No.  That’s not Death.   Death has just passed by and you don’t remember.   That thought came from nowhere and Graham stepped hurriedly away from the narrow street he had just left.    He needed to know what had happened, he needed to understand what had just happened in that strange dark passageway or it would haunt him forever.     Breaking into an uneven run, feeling the pain of impacts in his right knee and shin, he ran after the old man.   The main road was empty of cars when he reached it and he didn’t slow down before crossing.   Over to his right he could still see and hear the crowd of belligerents outside the Corn Exchange, now illuminated by the flashing blue lights of emergency vehicles.       Ahead of him slightly to the left of centre of the wide pedestrianised street, he saw the old man.   The old man was standing at the feet of a statue on a high plinth, a statue of openwork metal in the form of a woman, robed, the mask of an owl upon her brow.   He was talking to the statue, gesturing with his left hand.  He laughed that harsh rattling laugh once more, not taking his eyes from the statue’s impassive face until Graham came to a stop just by him.   Then the ageless old man stopped his chuckling and turned to Graham, frowning, a question in his expression.
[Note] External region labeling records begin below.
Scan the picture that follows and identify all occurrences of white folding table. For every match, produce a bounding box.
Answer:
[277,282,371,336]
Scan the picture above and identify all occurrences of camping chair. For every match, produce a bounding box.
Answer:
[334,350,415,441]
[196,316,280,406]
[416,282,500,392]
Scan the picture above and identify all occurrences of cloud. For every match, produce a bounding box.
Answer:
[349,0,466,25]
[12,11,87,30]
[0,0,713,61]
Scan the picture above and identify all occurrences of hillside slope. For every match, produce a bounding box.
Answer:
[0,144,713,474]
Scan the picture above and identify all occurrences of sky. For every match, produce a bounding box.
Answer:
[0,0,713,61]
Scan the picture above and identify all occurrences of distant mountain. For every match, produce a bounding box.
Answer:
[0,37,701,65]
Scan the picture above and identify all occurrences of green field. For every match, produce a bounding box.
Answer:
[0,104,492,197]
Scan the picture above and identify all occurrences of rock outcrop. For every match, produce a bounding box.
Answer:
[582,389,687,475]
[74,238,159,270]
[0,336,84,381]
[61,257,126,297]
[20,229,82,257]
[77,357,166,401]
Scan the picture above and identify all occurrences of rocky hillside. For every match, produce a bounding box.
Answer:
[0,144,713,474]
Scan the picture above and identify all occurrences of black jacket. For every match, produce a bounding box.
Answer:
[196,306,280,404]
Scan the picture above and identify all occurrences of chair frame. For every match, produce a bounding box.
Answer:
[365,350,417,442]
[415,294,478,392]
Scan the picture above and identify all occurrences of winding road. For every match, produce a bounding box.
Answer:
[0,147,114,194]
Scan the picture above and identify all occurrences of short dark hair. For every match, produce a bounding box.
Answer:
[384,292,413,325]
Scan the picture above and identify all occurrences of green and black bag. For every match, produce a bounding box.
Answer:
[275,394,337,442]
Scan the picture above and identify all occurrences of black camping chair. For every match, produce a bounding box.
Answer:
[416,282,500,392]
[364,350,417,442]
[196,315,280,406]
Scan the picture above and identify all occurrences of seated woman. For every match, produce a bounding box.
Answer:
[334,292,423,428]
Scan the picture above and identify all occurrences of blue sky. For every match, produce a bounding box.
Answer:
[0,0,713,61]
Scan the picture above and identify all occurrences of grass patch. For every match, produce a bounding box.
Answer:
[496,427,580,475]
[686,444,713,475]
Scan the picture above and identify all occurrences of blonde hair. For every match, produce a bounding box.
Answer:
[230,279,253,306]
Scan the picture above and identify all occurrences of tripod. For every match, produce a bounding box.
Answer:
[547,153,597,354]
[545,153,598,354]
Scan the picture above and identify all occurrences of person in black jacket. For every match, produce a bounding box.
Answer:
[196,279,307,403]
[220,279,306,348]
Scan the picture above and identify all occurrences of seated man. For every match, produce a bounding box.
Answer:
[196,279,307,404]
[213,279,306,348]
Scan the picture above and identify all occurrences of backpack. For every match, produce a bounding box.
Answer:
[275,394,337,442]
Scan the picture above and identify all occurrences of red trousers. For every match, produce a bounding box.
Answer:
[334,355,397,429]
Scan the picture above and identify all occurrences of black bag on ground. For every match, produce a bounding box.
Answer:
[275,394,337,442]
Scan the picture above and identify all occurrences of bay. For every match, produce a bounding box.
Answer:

“What happened back there?” Graham gasped, still a little winded.   The man shrugged again and screwed up his face.

“Got you out of trouble,” he said, “Got to look out for each other, us outliers.   That’s all.”

“I’m not… well thank you.   But what did you do?”

Now the old man scowled just a little and his frosted eye seemed to flicker blue and white as a car passed along the main road behind Graham’s back.

“Nothing you want to know,” was his answer, then Graham saw a damp gleam in the shadows of his old face and guessed the man was grinning, showing discoloured teeth.   “If you need to think about it remember some horse-shit about hypnotising chickens.”     

He winked and clapped a hand on Graham’s shoulder, once, twice, three times before turning back to the statue and bowing his head solemnly.

“But… but that is what happened,” said Graham, “that is what you said.”

The old man was walking away now along the length of the wide street, away from Graham and the Owl-Masked Lady, not looking back.  And Graham could not take a step to follow him.